BACKGROUND:

Chance imbalance in baseline prognosis of a randomized controlled trial can lead to over or underestimation of treatment effects, particularly in trials with small sample sizes. Our study aimed to (1) evaluate the probability of imbalance in a binary prognostic factor (PF) between two treatment arms, (2) investigate the impact of prognostic imbalance on the estimation of a treatment effect, and (3) examine the effect of sample size (n) in relation to the first two objectives.

METHODS:

We simulated data from parallel-group trials evaluating a binary outcome by varying the risk of the outcome, effect of the treatment, power and prevalence of the PF, and n.
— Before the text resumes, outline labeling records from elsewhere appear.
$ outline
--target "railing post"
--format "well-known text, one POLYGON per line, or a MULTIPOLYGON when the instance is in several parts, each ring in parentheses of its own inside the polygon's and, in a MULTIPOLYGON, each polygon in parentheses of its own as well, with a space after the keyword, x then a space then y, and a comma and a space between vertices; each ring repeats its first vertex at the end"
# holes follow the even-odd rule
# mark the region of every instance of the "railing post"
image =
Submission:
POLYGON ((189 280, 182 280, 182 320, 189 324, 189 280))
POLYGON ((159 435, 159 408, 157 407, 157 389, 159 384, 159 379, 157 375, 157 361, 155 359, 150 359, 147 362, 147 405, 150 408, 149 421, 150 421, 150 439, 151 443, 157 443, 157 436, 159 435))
Logistic regression models with and without adjustment for the PF were compared in terms of bias, standard error, coverage of confidence interval and statistical power.

RESULTS:

For a PF with a prevalence of 0.5, the probability of a difference in the frequency of the PF≥5% reaches 0.42 with 125/arm. Ignoring a strong PF (relative risk = 5) leads to underestimating the strength of a moderate treatment effect, and the underestimate is independent of n when n is >50/arm. Adjusting for such PF increases statistical power. If the PF is weak (RR = 2), adjustment makes little difference in statistical inference. Conditional on a 5% imbalance of a powerful PF, adjustment reduces the likelihood of large bias. If an absolute measure of imbalance ≥5% is deemed important, including 1000 patients/arm provides sufficient protection against such an imbalance. Two thousand patients/arm may provide an adequate control against large random deviations in treatment effect estimation in the presence of a powerful PF.

CONCLUSIONS:

The probability of prognostic imbalance in small trials can be substantial. Covariate adjustment improves estimation accuracy and statistical power, and hence should be performed when strong PFs are observed.